上の会話は、前回のコラムVol3でお知らせした1~3の行程を繰り返し行っています。ゴードンメソッドではこの話の聞き方を『能動的な聞き方』と言っています。

親業を学んでいなければ「文句を言わないで、ちゃんと手伝いなさい」「お兄ちゃん達に自分で言いなさい!」などと言い、私は息子を『文句ばかり言う子』と思ったはずです。自分の感じていることを話した息子は、気持ちをわかってもらえず、親に否定され、さらに親からも命令されるのです。私の頭の上にツノが見えても不思議ではありません。そもそも、ツノを描きたくなる程に感じている親に対し「自分だけ損をしている」などと訴えることすらしないでしょう。

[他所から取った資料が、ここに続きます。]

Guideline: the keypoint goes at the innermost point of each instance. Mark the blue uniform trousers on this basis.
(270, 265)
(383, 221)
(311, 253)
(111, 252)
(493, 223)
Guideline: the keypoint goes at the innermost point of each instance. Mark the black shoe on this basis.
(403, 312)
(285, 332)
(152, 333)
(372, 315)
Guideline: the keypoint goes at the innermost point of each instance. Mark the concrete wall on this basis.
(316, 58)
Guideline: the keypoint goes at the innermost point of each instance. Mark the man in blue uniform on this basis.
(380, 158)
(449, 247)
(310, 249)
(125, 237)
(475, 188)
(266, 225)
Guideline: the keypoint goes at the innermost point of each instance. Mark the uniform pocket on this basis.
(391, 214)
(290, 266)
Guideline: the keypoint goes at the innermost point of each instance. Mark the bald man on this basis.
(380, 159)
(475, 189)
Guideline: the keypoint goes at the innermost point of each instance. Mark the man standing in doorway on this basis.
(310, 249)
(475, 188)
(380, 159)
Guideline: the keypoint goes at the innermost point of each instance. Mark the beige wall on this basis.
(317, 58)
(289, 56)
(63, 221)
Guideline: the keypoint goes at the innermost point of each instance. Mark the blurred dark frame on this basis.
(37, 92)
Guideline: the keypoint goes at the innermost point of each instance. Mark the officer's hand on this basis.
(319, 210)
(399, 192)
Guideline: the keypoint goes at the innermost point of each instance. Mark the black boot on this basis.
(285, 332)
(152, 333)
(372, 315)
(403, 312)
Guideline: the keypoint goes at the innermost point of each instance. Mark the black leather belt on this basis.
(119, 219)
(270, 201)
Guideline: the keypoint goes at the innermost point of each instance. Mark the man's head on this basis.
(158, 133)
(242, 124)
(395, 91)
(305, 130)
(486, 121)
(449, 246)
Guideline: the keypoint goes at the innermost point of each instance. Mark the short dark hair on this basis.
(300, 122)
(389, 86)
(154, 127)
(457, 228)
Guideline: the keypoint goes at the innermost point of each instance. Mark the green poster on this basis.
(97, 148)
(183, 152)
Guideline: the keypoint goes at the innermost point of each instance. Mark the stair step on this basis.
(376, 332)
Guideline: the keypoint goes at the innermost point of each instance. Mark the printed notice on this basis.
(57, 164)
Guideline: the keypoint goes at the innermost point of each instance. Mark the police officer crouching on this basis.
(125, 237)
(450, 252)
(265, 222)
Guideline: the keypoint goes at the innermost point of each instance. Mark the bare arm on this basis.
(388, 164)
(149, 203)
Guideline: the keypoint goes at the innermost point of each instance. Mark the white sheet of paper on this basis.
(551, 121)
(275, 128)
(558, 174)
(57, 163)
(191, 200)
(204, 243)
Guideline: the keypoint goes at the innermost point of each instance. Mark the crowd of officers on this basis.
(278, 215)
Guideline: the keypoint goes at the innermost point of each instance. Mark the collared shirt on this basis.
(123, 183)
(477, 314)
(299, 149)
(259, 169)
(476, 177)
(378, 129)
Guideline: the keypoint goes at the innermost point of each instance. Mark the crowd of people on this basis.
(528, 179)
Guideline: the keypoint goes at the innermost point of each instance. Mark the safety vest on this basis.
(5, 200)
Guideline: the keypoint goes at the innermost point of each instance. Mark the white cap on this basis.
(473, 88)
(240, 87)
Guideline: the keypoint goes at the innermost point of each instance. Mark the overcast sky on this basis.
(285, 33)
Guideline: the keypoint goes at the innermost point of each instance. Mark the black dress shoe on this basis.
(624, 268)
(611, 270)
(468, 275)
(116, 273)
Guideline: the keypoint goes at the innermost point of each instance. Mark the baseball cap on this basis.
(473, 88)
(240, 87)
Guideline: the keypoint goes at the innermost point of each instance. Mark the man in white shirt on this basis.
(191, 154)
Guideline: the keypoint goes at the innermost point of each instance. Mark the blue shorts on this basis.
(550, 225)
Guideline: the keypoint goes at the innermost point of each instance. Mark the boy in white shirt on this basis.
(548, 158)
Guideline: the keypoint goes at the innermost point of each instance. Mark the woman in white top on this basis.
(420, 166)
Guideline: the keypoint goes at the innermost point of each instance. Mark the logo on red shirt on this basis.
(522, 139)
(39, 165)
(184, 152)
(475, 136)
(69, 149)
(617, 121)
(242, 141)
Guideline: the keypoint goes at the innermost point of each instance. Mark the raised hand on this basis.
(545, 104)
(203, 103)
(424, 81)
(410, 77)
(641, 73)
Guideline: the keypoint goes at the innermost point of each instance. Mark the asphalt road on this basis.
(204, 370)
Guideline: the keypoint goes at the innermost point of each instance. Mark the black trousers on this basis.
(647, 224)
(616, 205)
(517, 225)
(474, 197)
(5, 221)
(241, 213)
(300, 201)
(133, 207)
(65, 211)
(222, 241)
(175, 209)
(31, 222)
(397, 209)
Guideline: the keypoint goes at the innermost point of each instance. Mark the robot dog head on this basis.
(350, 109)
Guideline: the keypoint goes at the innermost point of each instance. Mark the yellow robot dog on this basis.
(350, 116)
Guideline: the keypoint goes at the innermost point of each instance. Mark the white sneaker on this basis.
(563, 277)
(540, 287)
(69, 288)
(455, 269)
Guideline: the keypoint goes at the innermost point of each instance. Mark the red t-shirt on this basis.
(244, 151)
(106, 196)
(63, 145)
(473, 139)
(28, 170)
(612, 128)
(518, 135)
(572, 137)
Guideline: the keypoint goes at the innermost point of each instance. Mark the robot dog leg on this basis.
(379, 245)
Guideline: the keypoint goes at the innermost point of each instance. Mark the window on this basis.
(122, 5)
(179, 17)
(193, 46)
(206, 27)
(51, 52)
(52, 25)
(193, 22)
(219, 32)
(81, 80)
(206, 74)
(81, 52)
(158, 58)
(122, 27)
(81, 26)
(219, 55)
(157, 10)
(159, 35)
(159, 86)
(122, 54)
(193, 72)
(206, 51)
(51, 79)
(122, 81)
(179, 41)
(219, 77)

日々なにげなく繰り返される親子の会話が、その親子関係の土台を築きます。

子どもが何かを訴えてきたとき、あなたに子どもの気持ちが"なんとなく"わかったならば、あなたが受け取った子どもの気持ちを、あなたの言葉で子どもに確認するのです。その"なんとなく"が、子どもにとって正解ならば「うん、そうなの」と言うでしょう。"なんとなく"がはっきりしたものに変わったときが、親子間の気持ちが通い合った瞬間です。

あなたがその瞬間を体験なさることを、私は期待しています。